Folsom’s typical asking rent hit $2,669 a month in May, the highest figure Zillow has tracked for the city, according to the latest reading of the Zillow Observed Rent Index. The new peak caps a year of steady, if unspectacular, rent growth, with prices rising $64 a month compared with June 2025, when the typical rent stood at $2,605.

A new high, but a moderate climb

The 2.5% year-over-year increase puts Folsom’s rent trajectory well below the double-digit surges seen during the pandemic-era rental boom. While the May figure marks a fresh record in the ZORI series, the pace of gains over the past 12 months has been gradual — averaging just over $5 in additional monthly rent each month since last June.

For renters, that means a household renewing a lease at the typical Folsom rate is paying about $768 more over the course of a year than a household that signed at the prior year’s median. For landlords, the data points to a market that continues to support price increases, but at a slower clip than many parts of the Sacramento region saw earlier in the decade.

Affordability remains within reach for the typical household

By conventional affordability standards, Folsom’s rental market remains manageable for the city’s median earners. With a median household income of $139,804, according to the Census Bureau’s 2024 American Community Survey, the typical Folsom household would spend roughly 22.9% of gross income on the current median rent. That keeps the typical renter well below the 30% threshold federal housing guidelines use to define rent-burdened households.

That citywide ratio, however, masks meaningful variation. Renting households tend to earn less than owning households, so the share of income going to rent is generally higher for actual renters than the citywide median income calculation suggests. Lower-income renters in Folsom can still face cost pressures even as the headline affordability picture looks comfortable.

Rent versus buy: the gap remains wide

The new rent high comes as the cost of buying in Folsom continues to dwarf the cost of renting on a sticker-price basis. The median sale price in Folsom stood at $742,556, according to Redfin, while the 30-year fixed mortgage rate averaged 6.44% in May 2026 — up from 6.33% in April but down from 6.82% a year earlier. With borrowing costs still well above pre-pandemic norms, the financial bar to transition from renting to owning in Folsom remains high relative to monthly rent levels.

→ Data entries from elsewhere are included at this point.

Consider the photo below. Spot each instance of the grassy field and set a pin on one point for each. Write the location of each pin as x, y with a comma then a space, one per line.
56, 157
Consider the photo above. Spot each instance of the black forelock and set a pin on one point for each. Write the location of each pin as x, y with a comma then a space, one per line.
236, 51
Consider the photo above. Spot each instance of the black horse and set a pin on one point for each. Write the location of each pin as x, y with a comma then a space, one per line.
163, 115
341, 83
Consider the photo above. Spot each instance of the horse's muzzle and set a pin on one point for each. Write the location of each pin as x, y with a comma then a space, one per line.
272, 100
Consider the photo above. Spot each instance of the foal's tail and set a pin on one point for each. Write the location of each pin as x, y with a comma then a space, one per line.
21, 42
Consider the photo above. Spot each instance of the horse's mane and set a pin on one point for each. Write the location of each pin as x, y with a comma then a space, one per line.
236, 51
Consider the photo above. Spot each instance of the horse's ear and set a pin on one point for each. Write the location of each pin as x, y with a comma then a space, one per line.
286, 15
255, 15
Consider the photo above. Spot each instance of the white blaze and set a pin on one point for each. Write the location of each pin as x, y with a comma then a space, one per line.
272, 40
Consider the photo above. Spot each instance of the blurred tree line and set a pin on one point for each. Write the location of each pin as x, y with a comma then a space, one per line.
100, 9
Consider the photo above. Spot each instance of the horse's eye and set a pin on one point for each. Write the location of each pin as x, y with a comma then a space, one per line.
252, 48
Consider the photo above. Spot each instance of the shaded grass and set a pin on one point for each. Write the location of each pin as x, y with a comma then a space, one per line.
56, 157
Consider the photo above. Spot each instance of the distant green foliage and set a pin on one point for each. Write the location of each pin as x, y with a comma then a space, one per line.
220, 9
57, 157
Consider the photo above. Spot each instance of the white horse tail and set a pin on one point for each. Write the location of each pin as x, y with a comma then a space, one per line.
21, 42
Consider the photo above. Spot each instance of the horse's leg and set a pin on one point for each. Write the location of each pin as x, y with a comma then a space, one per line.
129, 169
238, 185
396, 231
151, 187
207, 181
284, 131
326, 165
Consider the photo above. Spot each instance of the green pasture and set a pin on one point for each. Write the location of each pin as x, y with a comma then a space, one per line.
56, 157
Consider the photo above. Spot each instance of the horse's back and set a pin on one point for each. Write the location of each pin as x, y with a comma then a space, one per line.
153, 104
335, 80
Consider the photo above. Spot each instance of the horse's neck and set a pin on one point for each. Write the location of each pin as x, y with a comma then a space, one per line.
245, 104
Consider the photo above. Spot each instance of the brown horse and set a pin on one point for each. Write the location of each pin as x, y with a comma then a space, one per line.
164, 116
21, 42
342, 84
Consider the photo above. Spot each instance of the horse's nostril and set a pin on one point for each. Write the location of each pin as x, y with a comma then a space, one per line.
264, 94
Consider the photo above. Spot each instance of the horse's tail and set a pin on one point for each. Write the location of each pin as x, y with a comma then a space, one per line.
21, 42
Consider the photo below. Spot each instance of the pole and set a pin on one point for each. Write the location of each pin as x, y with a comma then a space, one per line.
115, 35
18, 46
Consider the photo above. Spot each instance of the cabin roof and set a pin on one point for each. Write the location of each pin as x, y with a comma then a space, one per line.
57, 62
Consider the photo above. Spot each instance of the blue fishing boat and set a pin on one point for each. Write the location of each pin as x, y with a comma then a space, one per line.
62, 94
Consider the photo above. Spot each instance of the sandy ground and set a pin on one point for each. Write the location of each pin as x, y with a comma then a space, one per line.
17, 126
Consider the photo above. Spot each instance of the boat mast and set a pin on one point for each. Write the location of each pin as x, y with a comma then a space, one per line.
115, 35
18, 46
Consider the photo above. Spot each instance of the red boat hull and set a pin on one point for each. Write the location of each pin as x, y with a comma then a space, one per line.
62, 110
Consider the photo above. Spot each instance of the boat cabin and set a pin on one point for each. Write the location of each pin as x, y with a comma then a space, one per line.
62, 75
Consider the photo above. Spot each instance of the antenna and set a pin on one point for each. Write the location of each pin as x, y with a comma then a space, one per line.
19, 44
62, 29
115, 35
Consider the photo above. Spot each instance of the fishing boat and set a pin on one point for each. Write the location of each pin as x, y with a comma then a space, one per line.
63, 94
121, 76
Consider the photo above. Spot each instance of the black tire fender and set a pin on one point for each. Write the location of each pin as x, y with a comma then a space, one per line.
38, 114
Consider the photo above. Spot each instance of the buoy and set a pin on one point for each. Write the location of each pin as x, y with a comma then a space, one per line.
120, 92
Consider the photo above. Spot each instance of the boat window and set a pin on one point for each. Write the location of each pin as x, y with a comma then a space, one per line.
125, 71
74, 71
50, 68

Nationally, the S&P/Case-Shiller U.S. National Home Price Index was modestly lower in March 2026 than a year earlier, suggesting the broader for-sale market has cooled even as Folsom rents have ticked to a new high.

What it means for the months ahead

May’s reading establishes a new baseline for Folsom’s rental market. The combination of a fresh ZORI high and a moderate 2.5% annual gain suggests a market that is firming rather than accelerating. For renters weighing a move within the city, the data indicates that waiting for a meaningful pullback in asking rents has not paid off over the past year — though the pace of increases has slowed considerably from the rapid run-ups earlier in the decade.

Rental figures are sourced from the Zillow Observed Rent Index, home price data from Redfin, income data from the U.S. Census Bureau’s 2024 American Community Survey, and mortgage rate data from the Federal Reserve.